We rolled into the city of Cali in the early hours. Cali is the second largest city in Colombia and is famed as the Salsa dancing vortex of the world. I couldn’t wait to see locals dressed in their sexiest moving to cumbia, the Colombia version of salsa.
Instead I found a busy street lined on each side with huge nightclubs, neon and smoke machines working overtime to high-energy Latin music vibrating my eardrums, and loads of potential, but only one thing was missing……the dancers! There wasn’t an ass being shaken within miles. Hecklers stood in front of each club, doing their best to get people inside, but there were no takers.
Disappointing to say the least. Perhaps it only kicks off on weekends, and unfortunately I don’t care for Cali enough to stay here and wait for the party to start.
Cali seems to be no safer than Bogota, despite having a nice French owned hostel in the colonial San Antonio area of the city. Things shut down around 22:00 and his Colombian wife even came out to warn us that it wasn’t safe to sit on the front porch of the hostel, just meters from the door.
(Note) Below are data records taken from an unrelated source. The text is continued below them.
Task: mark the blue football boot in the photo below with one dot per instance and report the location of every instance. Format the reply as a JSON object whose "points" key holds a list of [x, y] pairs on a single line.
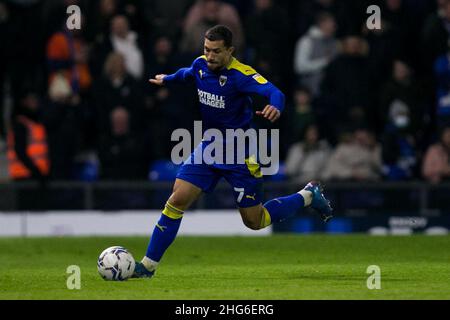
{"points": [[141, 272], [319, 202]]}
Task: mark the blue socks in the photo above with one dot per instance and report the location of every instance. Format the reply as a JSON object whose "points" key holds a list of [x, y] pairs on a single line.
{"points": [[165, 232], [284, 207], [167, 227]]}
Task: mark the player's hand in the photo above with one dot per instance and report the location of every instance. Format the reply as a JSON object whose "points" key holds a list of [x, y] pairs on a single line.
{"points": [[270, 113], [158, 80]]}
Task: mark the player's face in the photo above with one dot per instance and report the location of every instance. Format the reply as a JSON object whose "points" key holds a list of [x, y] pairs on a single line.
{"points": [[217, 54]]}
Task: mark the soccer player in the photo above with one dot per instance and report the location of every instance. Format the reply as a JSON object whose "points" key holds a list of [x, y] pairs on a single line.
{"points": [[224, 85]]}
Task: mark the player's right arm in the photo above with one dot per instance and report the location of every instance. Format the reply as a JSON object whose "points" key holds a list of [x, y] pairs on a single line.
{"points": [[182, 75]]}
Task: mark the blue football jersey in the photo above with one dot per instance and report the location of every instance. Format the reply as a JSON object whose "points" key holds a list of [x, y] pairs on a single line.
{"points": [[224, 95]]}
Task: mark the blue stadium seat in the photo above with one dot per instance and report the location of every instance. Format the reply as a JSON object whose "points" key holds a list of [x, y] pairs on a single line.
{"points": [[163, 170], [86, 171]]}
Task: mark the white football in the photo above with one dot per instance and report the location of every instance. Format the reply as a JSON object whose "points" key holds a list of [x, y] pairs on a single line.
{"points": [[115, 263]]}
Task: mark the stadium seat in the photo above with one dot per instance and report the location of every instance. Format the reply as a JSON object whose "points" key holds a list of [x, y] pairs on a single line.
{"points": [[163, 170]]}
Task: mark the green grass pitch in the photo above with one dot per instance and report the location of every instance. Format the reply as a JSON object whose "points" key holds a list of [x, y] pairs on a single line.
{"points": [[287, 267]]}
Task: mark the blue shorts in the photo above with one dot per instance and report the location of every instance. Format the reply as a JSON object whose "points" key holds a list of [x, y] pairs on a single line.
{"points": [[246, 179]]}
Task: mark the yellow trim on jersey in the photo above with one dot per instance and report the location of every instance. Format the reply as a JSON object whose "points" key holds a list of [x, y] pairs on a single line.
{"points": [[243, 68], [253, 167], [172, 212], [266, 220], [246, 70]]}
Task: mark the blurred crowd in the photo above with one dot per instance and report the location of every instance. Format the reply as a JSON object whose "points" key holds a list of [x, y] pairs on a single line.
{"points": [[362, 105]]}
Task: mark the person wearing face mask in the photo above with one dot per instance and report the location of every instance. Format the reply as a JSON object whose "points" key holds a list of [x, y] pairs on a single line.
{"points": [[399, 145]]}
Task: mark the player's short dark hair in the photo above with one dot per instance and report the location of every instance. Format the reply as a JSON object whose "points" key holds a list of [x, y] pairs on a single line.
{"points": [[218, 33]]}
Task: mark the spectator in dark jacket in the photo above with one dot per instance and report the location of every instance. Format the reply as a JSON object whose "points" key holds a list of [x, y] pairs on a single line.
{"points": [[117, 88], [121, 152]]}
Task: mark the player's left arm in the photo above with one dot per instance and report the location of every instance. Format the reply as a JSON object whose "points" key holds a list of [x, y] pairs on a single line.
{"points": [[256, 83]]}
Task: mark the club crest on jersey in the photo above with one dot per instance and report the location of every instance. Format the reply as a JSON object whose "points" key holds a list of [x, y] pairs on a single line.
{"points": [[222, 80]]}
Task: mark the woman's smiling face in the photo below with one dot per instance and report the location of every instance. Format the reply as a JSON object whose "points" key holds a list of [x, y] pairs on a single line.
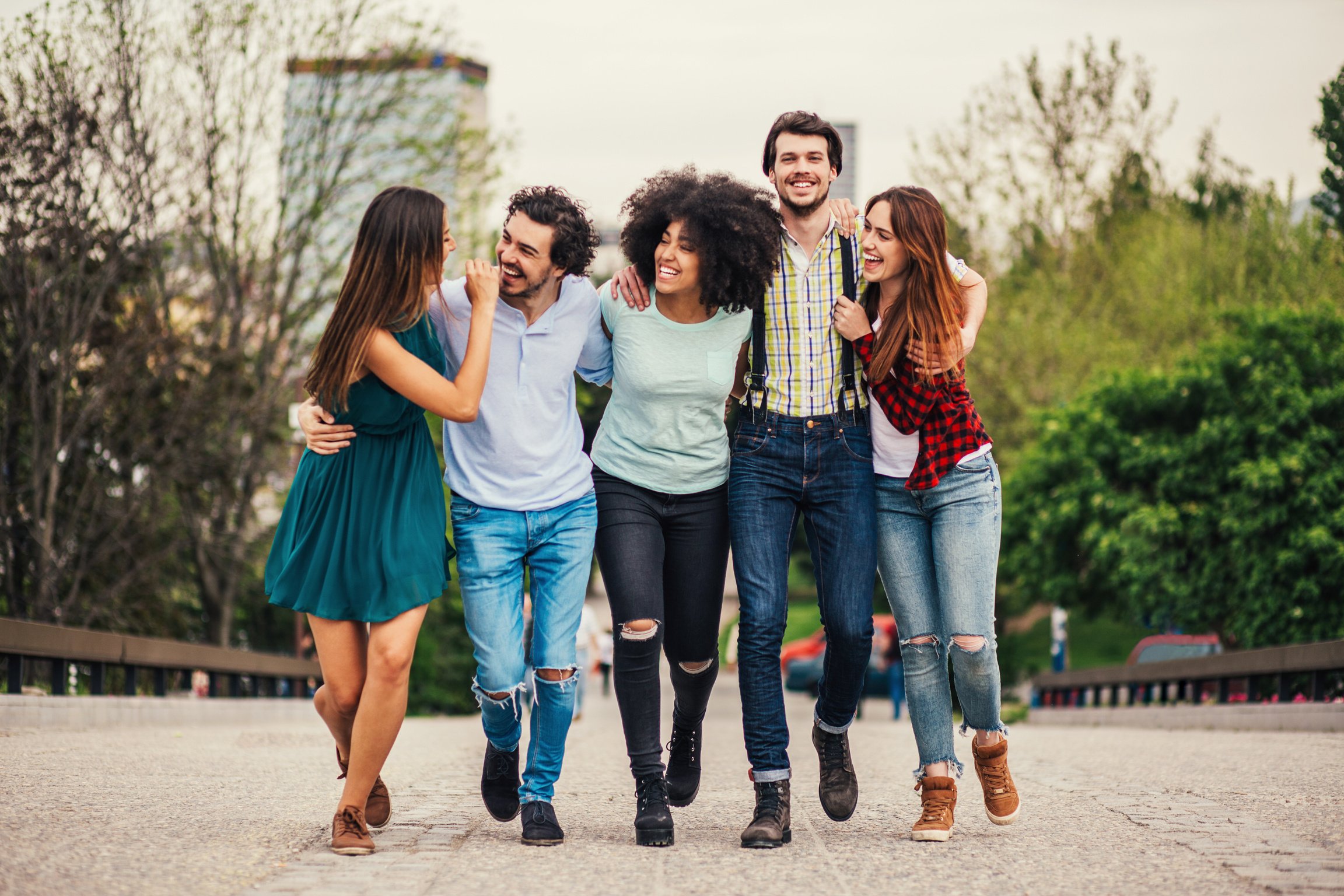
{"points": [[883, 256], [677, 264]]}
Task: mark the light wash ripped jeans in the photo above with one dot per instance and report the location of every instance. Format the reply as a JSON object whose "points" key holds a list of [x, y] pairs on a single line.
{"points": [[494, 550], [939, 558]]}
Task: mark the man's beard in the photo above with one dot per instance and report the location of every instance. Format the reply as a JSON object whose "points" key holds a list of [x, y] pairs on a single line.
{"points": [[803, 211]]}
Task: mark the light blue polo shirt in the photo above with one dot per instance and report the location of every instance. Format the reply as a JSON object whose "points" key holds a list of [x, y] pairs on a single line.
{"points": [[524, 449]]}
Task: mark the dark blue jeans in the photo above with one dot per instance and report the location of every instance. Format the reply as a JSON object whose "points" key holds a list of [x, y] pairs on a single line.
{"points": [[821, 468]]}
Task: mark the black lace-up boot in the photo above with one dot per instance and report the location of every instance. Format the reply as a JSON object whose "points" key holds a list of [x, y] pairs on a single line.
{"points": [[501, 783], [652, 820], [683, 775], [769, 825], [839, 788]]}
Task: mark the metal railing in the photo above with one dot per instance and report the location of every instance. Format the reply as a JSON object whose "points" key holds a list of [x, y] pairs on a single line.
{"points": [[1300, 671], [235, 672]]}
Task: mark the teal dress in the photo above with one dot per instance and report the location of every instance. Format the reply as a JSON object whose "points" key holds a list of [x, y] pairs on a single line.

Just like Bogota, I am too damn nocturnal to turn in that early and I found myself walking all over the dark and dirty streets without incident just about every night.
Cali is also full of fried foods, cake and ice cream shops, and loads of sweet, intoxicating smells that are hard to walk past. No wonder I haven’t spotted many of the beautiful women that are reported to call this city home, they are probably afraid to gain weight just by leaving the house! My salvation from the junk food was an incredible vegetarian restaurant offering a delicious buffet for about US $3.50.
The weather here is pleasantly the complete opposite of Bogota. I have even managed to get my first sunburn of the trip, but I’ll take it over cold and wet any day.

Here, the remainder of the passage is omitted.